Student donors save lives

In the midst of a blood shortage in the Tampa Bay area, students gathered into the Florida Blood Services (FBS) Blood Mobile on Tuesday to make donations.

Darla Sechrest, an FBS community relations representative, said more than 20 percent of blood donations in Tampa are collected on college and high school campuses. There is a shortage of O and B negative blood donations, she said.

“Many people don’t think they need to give blood,” Sechrest said. “What I always tell them is ‘if it’s ever you who needs the blood, you’re going to wish someone had donated for you.'”

Twenty-five people donated on campus Tuesday, she said.

On Aug. 26, more than 70 students donated in the FBS Blood Mobile parked by the Marshall Student Center, said FBS phlebotomist Mercedes Reddick.

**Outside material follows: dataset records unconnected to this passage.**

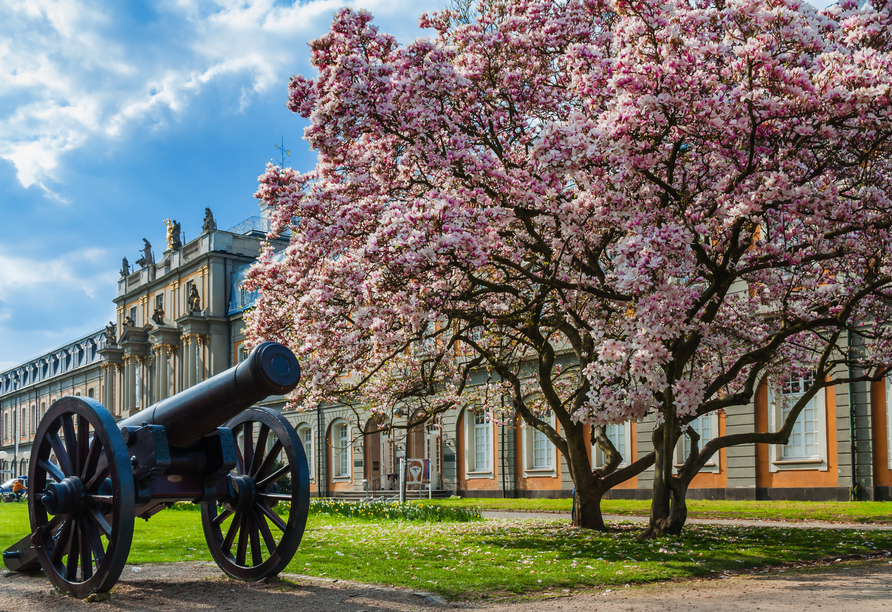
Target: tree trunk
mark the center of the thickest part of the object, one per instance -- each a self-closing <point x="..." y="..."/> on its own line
<point x="668" y="509"/>
<point x="588" y="508"/>
<point x="589" y="488"/>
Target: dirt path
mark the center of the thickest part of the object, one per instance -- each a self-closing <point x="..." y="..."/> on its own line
<point x="199" y="586"/>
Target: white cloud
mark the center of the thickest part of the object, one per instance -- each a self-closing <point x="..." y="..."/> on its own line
<point x="72" y="71"/>
<point x="57" y="275"/>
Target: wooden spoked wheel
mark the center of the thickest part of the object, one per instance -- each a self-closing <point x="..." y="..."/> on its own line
<point x="255" y="531"/>
<point x="81" y="500"/>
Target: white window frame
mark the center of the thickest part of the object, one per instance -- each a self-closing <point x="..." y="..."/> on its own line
<point x="339" y="451"/>
<point x="472" y="470"/>
<point x="815" y="462"/>
<point x="684" y="443"/>
<point x="302" y="428"/>
<point x="625" y="431"/>
<point x="530" y="435"/>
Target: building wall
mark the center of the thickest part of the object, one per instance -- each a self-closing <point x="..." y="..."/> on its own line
<point x="151" y="360"/>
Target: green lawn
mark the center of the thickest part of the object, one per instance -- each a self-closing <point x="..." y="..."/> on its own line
<point x="513" y="556"/>
<point x="836" y="512"/>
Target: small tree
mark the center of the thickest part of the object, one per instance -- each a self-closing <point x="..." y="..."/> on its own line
<point x="601" y="209"/>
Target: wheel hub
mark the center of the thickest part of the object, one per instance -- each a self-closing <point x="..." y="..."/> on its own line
<point x="65" y="498"/>
<point x="245" y="489"/>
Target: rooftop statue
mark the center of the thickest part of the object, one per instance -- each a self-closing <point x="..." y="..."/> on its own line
<point x="173" y="235"/>
<point x="147" y="257"/>
<point x="158" y="315"/>
<point x="194" y="300"/>
<point x="209" y="224"/>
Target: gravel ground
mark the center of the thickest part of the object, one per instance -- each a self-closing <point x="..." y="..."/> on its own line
<point x="199" y="586"/>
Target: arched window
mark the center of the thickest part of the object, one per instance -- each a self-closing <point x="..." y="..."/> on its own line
<point x="340" y="449"/>
<point x="479" y="448"/>
<point x="305" y="432"/>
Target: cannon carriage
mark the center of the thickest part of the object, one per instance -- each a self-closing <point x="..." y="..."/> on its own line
<point x="92" y="477"/>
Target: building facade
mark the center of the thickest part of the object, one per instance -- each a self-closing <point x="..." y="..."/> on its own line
<point x="179" y="321"/>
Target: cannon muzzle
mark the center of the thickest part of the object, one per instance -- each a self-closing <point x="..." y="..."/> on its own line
<point x="270" y="369"/>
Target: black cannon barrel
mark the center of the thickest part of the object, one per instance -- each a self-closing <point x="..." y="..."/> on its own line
<point x="270" y="369"/>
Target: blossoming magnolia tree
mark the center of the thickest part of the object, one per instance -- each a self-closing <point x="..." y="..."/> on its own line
<point x="590" y="211"/>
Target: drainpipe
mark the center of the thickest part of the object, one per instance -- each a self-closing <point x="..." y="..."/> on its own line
<point x="854" y="489"/>
<point x="15" y="425"/>
<point x="321" y="486"/>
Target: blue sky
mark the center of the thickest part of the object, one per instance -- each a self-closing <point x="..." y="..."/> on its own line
<point x="117" y="115"/>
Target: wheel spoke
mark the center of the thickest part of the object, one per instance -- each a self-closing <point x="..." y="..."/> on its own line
<point x="266" y="533"/>
<point x="100" y="521"/>
<point x="70" y="441"/>
<point x="247" y="434"/>
<point x="100" y="499"/>
<point x="101" y="473"/>
<point x="275" y="496"/>
<point x="256" y="554"/>
<point x="73" y="549"/>
<point x="233" y="530"/>
<point x="51" y="469"/>
<point x="275" y="476"/>
<point x="83" y="442"/>
<point x="86" y="552"/>
<point x="96" y="541"/>
<point x="221" y="517"/>
<point x="92" y="459"/>
<point x="259" y="448"/>
<point x="61" y="453"/>
<point x="239" y="460"/>
<point x="61" y="541"/>
<point x="241" y="553"/>
<point x="270" y="460"/>
<point x="272" y="516"/>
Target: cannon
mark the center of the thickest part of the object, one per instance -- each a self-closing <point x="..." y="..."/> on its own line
<point x="91" y="477"/>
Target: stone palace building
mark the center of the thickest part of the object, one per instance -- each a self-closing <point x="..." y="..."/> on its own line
<point x="179" y="321"/>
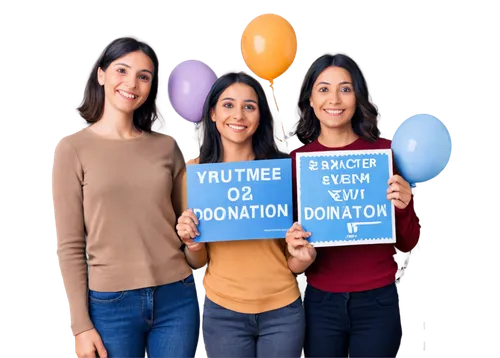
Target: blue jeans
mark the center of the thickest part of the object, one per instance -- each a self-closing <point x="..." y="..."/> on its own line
<point x="359" y="324"/>
<point x="277" y="333"/>
<point x="162" y="321"/>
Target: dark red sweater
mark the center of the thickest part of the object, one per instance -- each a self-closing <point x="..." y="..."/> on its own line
<point x="361" y="267"/>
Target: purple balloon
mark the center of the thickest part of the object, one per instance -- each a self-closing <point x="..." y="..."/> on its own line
<point x="188" y="84"/>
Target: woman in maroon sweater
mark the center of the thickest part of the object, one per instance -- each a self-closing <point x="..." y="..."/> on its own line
<point x="351" y="299"/>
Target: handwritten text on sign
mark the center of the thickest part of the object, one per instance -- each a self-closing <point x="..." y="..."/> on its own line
<point x="342" y="197"/>
<point x="241" y="200"/>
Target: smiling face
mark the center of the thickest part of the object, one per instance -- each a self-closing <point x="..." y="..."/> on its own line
<point x="127" y="82"/>
<point x="333" y="98"/>
<point x="236" y="114"/>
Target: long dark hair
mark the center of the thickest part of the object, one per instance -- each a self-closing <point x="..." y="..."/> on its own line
<point x="148" y="117"/>
<point x="266" y="139"/>
<point x="366" y="119"/>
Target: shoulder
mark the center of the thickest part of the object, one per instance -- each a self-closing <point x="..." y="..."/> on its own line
<point x="193" y="160"/>
<point x="380" y="143"/>
<point x="164" y="137"/>
<point x="71" y="141"/>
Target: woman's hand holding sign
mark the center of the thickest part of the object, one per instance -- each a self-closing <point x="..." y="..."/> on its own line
<point x="299" y="248"/>
<point x="399" y="192"/>
<point x="187" y="230"/>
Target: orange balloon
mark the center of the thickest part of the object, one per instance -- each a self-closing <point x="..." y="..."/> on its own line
<point x="269" y="45"/>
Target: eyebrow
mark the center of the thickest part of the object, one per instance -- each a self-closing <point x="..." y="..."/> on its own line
<point x="124" y="64"/>
<point x="232" y="99"/>
<point x="340" y="83"/>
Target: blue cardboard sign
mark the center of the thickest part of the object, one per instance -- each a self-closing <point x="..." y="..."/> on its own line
<point x="342" y="197"/>
<point x="241" y="200"/>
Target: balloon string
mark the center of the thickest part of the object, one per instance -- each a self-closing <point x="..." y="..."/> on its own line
<point x="276" y="104"/>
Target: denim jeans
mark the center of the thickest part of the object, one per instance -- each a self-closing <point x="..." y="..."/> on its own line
<point x="162" y="321"/>
<point x="359" y="324"/>
<point x="277" y="333"/>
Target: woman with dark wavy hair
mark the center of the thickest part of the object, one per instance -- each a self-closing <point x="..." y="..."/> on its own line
<point x="252" y="305"/>
<point x="351" y="299"/>
<point x="115" y="189"/>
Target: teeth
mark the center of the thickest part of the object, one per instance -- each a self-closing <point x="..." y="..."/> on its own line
<point x="128" y="95"/>
<point x="238" y="128"/>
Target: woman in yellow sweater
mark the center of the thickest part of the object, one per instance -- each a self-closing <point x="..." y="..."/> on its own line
<point x="252" y="305"/>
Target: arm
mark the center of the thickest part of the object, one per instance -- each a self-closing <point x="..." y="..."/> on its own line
<point x="297" y="266"/>
<point x="67" y="206"/>
<point x="196" y="259"/>
<point x="294" y="264"/>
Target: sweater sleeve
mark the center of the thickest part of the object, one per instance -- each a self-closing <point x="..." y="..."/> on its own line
<point x="67" y="205"/>
<point x="408" y="228"/>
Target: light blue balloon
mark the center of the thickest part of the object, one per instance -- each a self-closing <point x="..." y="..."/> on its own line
<point x="423" y="147"/>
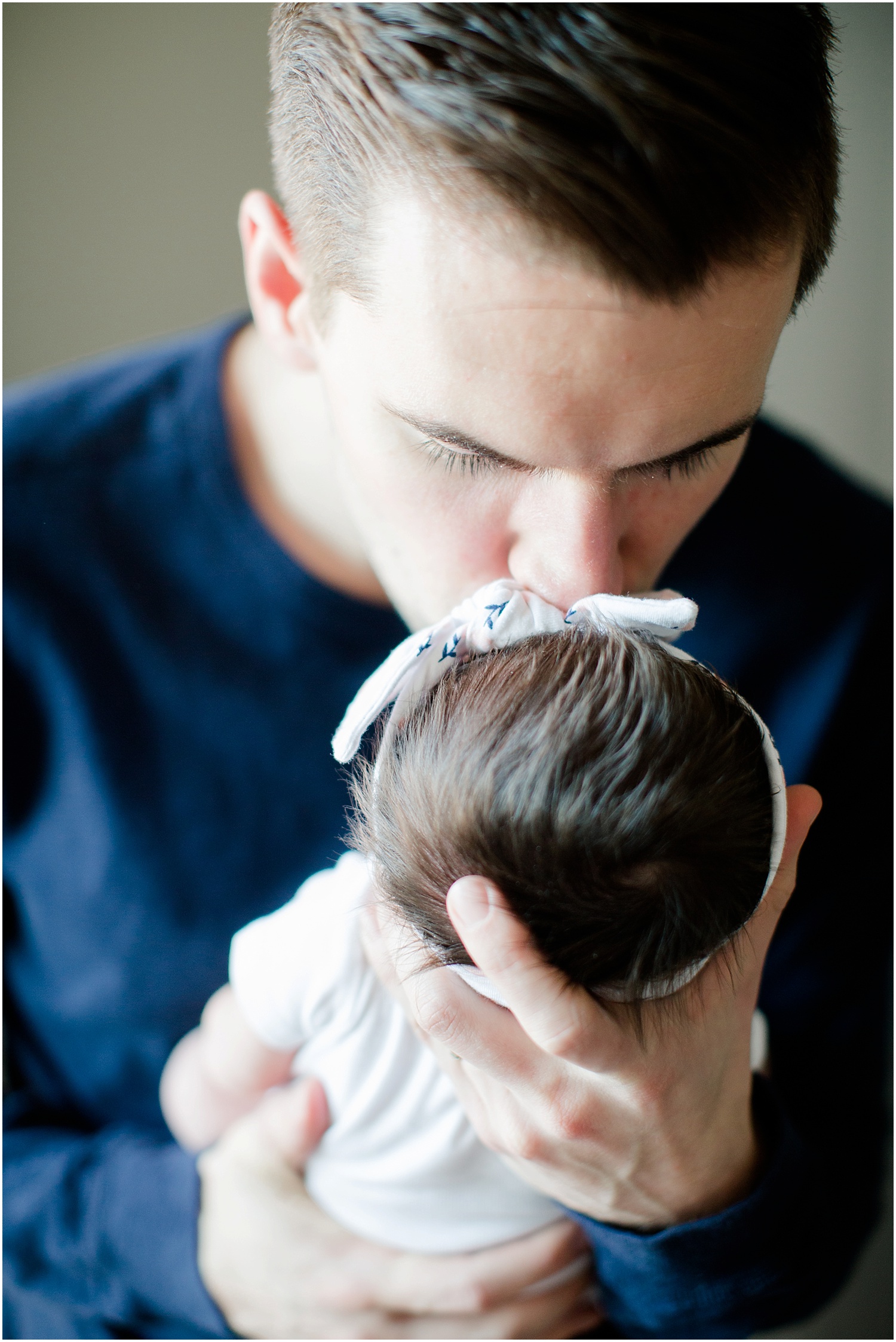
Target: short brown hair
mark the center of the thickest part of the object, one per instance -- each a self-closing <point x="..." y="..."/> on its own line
<point x="619" y="796"/>
<point x="659" y="140"/>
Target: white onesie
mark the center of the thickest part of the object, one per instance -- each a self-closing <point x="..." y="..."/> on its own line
<point x="400" y="1164"/>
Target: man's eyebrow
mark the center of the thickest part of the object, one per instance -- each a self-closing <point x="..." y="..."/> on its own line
<point x="456" y="438"/>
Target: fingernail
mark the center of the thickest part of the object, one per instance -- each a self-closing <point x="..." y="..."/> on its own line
<point x="470" y="901"/>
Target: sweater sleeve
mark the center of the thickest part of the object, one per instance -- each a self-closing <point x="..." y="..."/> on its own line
<point x="784" y="1251"/>
<point x="101" y="1235"/>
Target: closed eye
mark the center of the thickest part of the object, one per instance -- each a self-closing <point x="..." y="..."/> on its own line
<point x="468" y="462"/>
<point x="686" y="465"/>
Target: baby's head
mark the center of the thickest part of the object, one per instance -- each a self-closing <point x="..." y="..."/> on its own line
<point x="618" y="795"/>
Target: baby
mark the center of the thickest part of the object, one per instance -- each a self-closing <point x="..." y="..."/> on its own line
<point x="630" y="805"/>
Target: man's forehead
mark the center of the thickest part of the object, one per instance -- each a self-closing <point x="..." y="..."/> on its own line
<point x="520" y="347"/>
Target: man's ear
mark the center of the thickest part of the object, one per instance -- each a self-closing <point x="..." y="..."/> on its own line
<point x="277" y="281"/>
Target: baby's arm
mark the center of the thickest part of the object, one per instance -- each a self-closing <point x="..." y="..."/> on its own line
<point x="217" y="1073"/>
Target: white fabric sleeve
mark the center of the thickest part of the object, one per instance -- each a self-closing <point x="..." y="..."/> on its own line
<point x="281" y="963"/>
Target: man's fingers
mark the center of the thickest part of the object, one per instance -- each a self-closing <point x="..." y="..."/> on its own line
<point x="559" y="1016"/>
<point x="293" y="1120"/>
<point x="468" y="1283"/>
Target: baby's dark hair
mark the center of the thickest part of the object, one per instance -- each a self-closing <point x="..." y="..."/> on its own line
<point x="619" y="796"/>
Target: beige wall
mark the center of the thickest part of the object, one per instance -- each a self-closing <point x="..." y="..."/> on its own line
<point x="132" y="132"/>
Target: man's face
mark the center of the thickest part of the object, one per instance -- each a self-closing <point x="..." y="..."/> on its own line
<point x="502" y="412"/>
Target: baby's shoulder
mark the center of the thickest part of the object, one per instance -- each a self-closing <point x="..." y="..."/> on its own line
<point x="293" y="968"/>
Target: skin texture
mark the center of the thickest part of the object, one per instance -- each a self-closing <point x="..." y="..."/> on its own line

On average, 30 to 40 students will donate on campus per day, Sechrest said.

Each donor gives one pint of blood, which will typically save three lives, she said.

“The sense of accomplishment you feel about your ability to save someone’s life far outweighs any reservations you may have about donating,” Sechrest said.

Recipients of blood can vary from trauma victims who have lost too much blood to cancer patients going through courses of treatment, she said.

“Donating blood is a selfless act,” Sechrest said. “So many people rely on blood donations everyday to save their lives.”

Chris Plourde, a senior majoring in information systems management, said he has been donating blood since 2004.

“I like donating blood – you’re helping somebody,” Plourde said. “If somebody is having surgery and they’re bleeding out on the table, they need your blood to survive.”

Plourde said that although he never sees the people who receive his blood donations, he gets satisfaction from knowing he has helped someone.

The donations collected on campus are sent to local hospitals and ambulances, Sechrest said.

To donate, students must weigh at least 110 pounds to prevent sickness, she said. They must have an iron level of 12.5 and pass a health screening in which they are asked a series of questions.

Health screening topics include pregnancy, tattoos, drug use, sexually transmitted diseases and prostitution, among other things.

“Donating blood is not that bad, it’s a fairly easy process,” Sechrest said. “The pain lasts for about two seconds and then you’re fine again.”

If there is not a line, the entire donation process usually takes 30 minutes, she said.

Belgica Cucalon, a junior majoring in religious studies, said that although donors receive a free T-shirt as an incentive, that’s not why she chose to give blood.

“I’ve been wanting to donate all week. I saw the Blood Mobile, so I came in,” said Cucalon. “It’s just a good service to the community.”

The FBS Blood Mobile will be collecting donations today from 10:00 a.m. to 5:00 p.m. by the Marshall Student Center. It will be on campus twice a week, on Tuesdays from 11:00 a.m. to 6:00 p.m. and Wednesdays from 10:00 a.m. to 5:00 p.m. for the remainder of the semester.